The problem is that when people hear that zazen completely includes the precepts, they sometimes think
that if they are sitting, precepts aren’t necessary. Dogen says, “When you’re practicing zazen, what
precepts are not upheld and maintained?” And this is true, when the zazen is the zazen of Buddha.
But some people hearing this teaching can say, “Hey, we practice zazen. Precepts aren’t necessary
because they’re already included. The precepts are based on zazen. We practice zazen, so we don’t have
to worry about the precepts.” To this I could say, “Okay, maybe so, but teach them constantly. Don’t
worry about them, but have deep faith.”

When precepts are not practiced and taught, what happens is moral degeneration and people dreaming the
zazen they are practicing includes moral cause and effect and the precepts. This attitude that we don’t
have to look at cause and effect can lead to the implication that cause and effect are not important.
Thinking that an act and the consequences of actions are not important can lead to thinking that there
really are not any consequences. And this destroys the Buddha-dharma in our hearts. We have to have
Buddha-dharma in our heart to practice Buddha’s zazen.

Another difficulty is that the process of karmic cause and effect taught by the Buddha, the teaching that
comes from enlightenment and the process being described and taught, is selfless. There is no self in the
process. There is no self of the actor. There is no actor doing it. There is no self in the action. There is no
self in the consequence. And again, when people hear this, they can slip into wrong view. They can think,
“Well then there isn’t any consequence. There isn’t any action. And nobody is responsible.”

The selflessness which is in the process can be misapplied. To think or say that there is no retribution for
good and bad action eliminates the Buddha-dharma from our heart. Once that happens, we can’t practice
zazen.

Part of the conflict here, in Dogen’s teaching, is that he is teaching the way of zazen of the buddhas and
ancestors, and that’s primary. But when people misunderstand this teaching, he has to say how important
karmic cause and effect are. Then he has to run back again to say zazen is most important. So he goes
back and forth, back and forth.

Wanting to change ourselves, wanting to be different from what we are is not compassion. This desire has
a cause, and this cause is that we are already constantly changing and we want to get with that program.
But we can turn this into seeking, which is not compassion. And wanting to maintain ourselves is not in
accord with reality, so trying to maintain ourselves is grasping. Zen teachers are well known for
recommending no seeking and no grasping. Seeking is birth, grasping is death. Seeking and grasping are
samsara. Not seeking is no birth. Not grasping is no death. It is the practice of nirvana. And from the
practice of nirvana come the teachings of cause and effect.

You have to sit. I have to sit. We all have to sit. Buddha has to sit too. We walk, Buddha walks. How are
we the same?

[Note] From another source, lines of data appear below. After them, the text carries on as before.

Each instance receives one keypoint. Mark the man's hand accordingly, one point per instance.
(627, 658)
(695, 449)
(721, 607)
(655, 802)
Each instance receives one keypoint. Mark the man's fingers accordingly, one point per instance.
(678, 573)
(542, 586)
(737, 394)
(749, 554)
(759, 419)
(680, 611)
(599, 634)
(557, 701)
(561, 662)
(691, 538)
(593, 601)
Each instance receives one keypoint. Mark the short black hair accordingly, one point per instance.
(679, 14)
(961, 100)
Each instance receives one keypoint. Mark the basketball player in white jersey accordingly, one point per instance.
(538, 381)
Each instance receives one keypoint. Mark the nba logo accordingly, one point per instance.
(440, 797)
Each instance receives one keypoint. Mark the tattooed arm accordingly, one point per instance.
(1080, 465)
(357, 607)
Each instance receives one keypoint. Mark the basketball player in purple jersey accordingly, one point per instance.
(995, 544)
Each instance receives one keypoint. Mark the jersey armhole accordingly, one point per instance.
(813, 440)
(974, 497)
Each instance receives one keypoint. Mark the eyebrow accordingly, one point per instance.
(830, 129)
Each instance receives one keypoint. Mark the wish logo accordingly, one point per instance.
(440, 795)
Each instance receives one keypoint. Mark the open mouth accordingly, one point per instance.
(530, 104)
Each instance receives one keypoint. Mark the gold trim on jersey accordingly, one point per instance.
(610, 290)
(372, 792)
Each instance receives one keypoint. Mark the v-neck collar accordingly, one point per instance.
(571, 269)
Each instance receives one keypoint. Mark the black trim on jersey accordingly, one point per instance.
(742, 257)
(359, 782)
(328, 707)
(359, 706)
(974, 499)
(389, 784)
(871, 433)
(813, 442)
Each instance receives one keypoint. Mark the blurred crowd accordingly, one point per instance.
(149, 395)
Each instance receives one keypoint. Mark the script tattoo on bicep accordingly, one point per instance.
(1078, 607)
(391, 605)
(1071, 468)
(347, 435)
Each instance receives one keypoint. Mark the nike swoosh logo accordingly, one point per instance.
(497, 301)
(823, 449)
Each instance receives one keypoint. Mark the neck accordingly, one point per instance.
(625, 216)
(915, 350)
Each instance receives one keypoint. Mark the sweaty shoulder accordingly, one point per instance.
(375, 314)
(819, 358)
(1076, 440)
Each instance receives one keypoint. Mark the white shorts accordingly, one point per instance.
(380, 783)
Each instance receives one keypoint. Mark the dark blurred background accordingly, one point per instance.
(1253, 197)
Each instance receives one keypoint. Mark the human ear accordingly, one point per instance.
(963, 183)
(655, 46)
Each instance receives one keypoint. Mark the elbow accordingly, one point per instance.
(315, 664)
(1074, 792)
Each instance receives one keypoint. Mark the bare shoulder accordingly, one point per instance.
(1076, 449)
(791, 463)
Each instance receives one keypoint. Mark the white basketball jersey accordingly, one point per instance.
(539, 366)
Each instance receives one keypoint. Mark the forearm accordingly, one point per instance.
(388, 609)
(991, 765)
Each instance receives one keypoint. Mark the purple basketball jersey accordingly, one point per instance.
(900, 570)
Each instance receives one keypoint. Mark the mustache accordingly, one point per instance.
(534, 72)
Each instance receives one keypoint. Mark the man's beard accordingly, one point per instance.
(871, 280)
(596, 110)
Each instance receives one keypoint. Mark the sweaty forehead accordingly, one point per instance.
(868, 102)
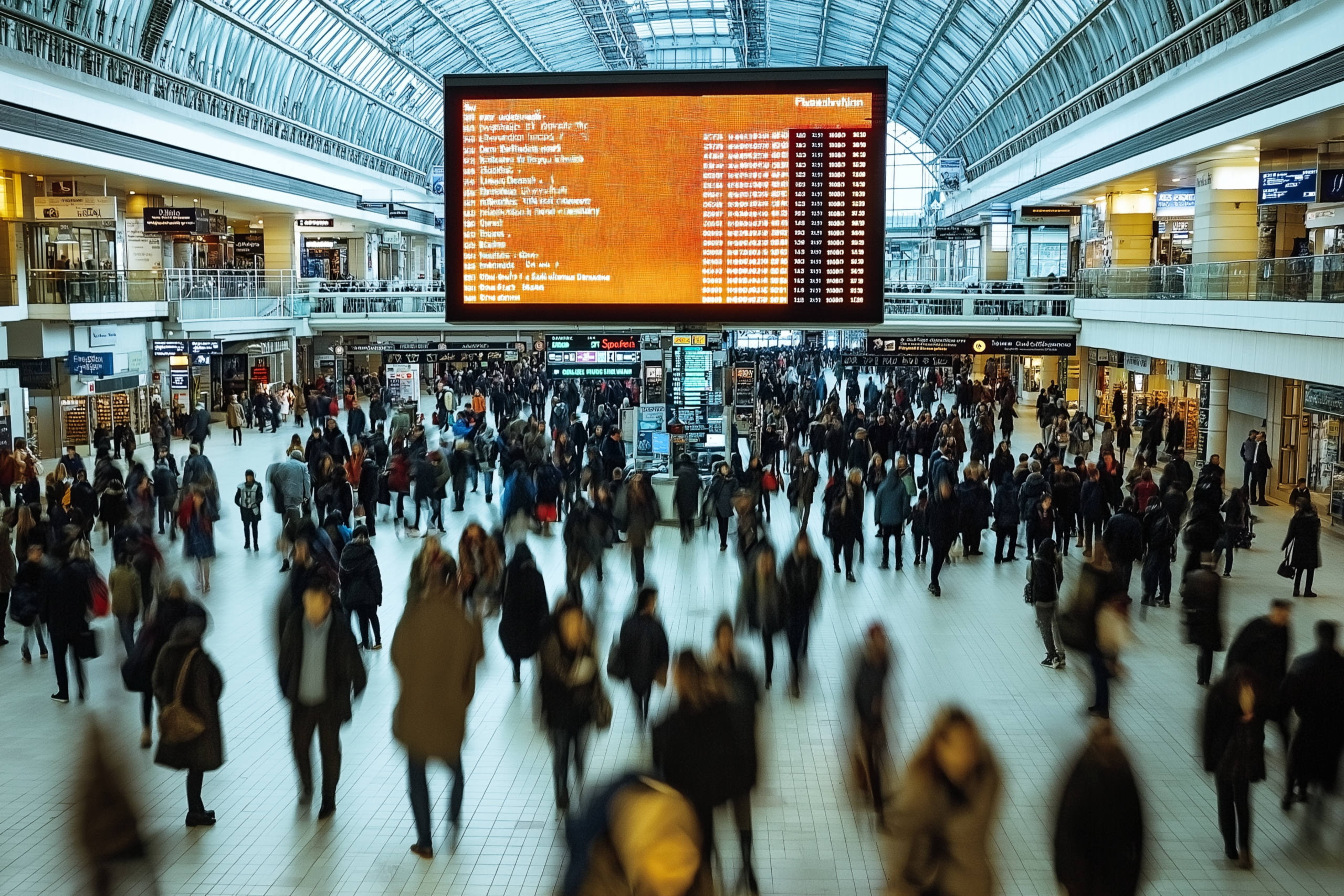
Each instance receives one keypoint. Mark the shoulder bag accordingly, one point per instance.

We are the same in not seeking and not grasping. How are we different? In seeking and
grasping.

The teaching of cause and effect is a provisional teaching. It is not an ultimate teaching. But it naturally
emerges from the ultimate in response to beings who are in conflict, who are holding on to the road and
yearning for the river. Or in the river and trying to go to the road. It’s a teaching for us when we’re like
that. Receiving this teaching, we can enter the ultimate. Entering the ultimate, we can give it up and join
hands with people and share the practice of giving close attention to karmic cause and effect.